Friday 20 September 2013

Numbers in History, statistics, testicles

Numbers have had an important part in our understanding of the past, both in war and peace. Voltaire and Napoleon, among others I am sure, have had the aphorism ‘God is on the side of the big battalions’ attributed to them and numbers notoriously played a big part in Western Front trench attritional warfare 1914-18. The centenary for the commencement of the Great War will be well marked next year. With the development of electronic technology and computers, counting and recording numbers has become easier. Interesting, if not significant, correlations are sought, particularly in the area of health. It is numbers [of deaths] that have led to the ‘special measures’ for 14 hospital trusts in the UK. A report, publicised by the BBC [10 Sept 2013], has stated there is a link ‘between the size of a father’s testicles and how active he is in bringing up his children …’. Published correlations between life-style patterns and health are numerous.

From the point of view of the study of the past, the trouble with numbers, that is statistics, is that they can divert from at least part, if not all, the central focus of History study. The focus is Man in society in the past. Individuals ought to be the irreducible foundation of History. The sense of this comment is illustrated by the example of statistics on unemployment. When it is reported that unemployment is lowered to, say, 3.7 per cent it should be remembered that each one of the men and women who make up that 3.7 percent is 100 per cent unemployed and their life is hugely damaged by that.

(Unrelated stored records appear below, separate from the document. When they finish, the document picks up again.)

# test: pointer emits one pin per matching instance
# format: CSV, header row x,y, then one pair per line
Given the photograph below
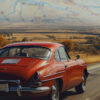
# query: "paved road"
x,y
92,92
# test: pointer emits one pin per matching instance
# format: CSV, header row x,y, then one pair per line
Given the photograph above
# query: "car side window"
x,y
62,53
57,58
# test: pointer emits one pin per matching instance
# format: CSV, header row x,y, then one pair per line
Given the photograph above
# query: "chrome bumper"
x,y
19,89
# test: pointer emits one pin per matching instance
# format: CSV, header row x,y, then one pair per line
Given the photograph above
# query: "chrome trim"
x,y
53,74
11,81
52,79
19,89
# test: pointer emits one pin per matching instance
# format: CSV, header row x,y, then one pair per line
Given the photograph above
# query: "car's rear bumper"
x,y
19,89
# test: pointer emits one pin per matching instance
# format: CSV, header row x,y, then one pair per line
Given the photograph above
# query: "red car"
x,y
40,69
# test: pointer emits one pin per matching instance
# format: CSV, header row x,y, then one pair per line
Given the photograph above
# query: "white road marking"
x,y
94,67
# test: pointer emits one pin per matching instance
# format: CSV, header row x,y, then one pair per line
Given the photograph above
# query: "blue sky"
x,y
69,12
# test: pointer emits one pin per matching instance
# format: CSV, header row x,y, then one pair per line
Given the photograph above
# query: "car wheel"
x,y
55,92
81,87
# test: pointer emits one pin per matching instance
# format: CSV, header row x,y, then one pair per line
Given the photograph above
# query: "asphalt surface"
x,y
92,88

Update 5 June 2014. [Original post 20 Sept. 2013.]
It is not only the Sempringham blog that draws attention to obsession with numbers. Is there a sense of Wallace-Darwin type synchronicity here? The BBC magazine published an article on 26 May 2014 by James Fletcher that highlights ‘spurious correlations’ and he mentions the ‘spurious correlation’ between margarine consumption and divorce. A Harvard student has created a website titled ‘Spurious Correlations’ that invites vivid examples. As Michael Oakeshott, On History, Basil Blackwell, 1983, persuasively elucidates, only evidence of connection between one circumstance and another is justification for a claim of relation between the two: coincidence is not enough. That means margarine is freed from all culpability!

Contributor: Geoff Williams. Sempringham [ehistory.org.uk] eLearning Office.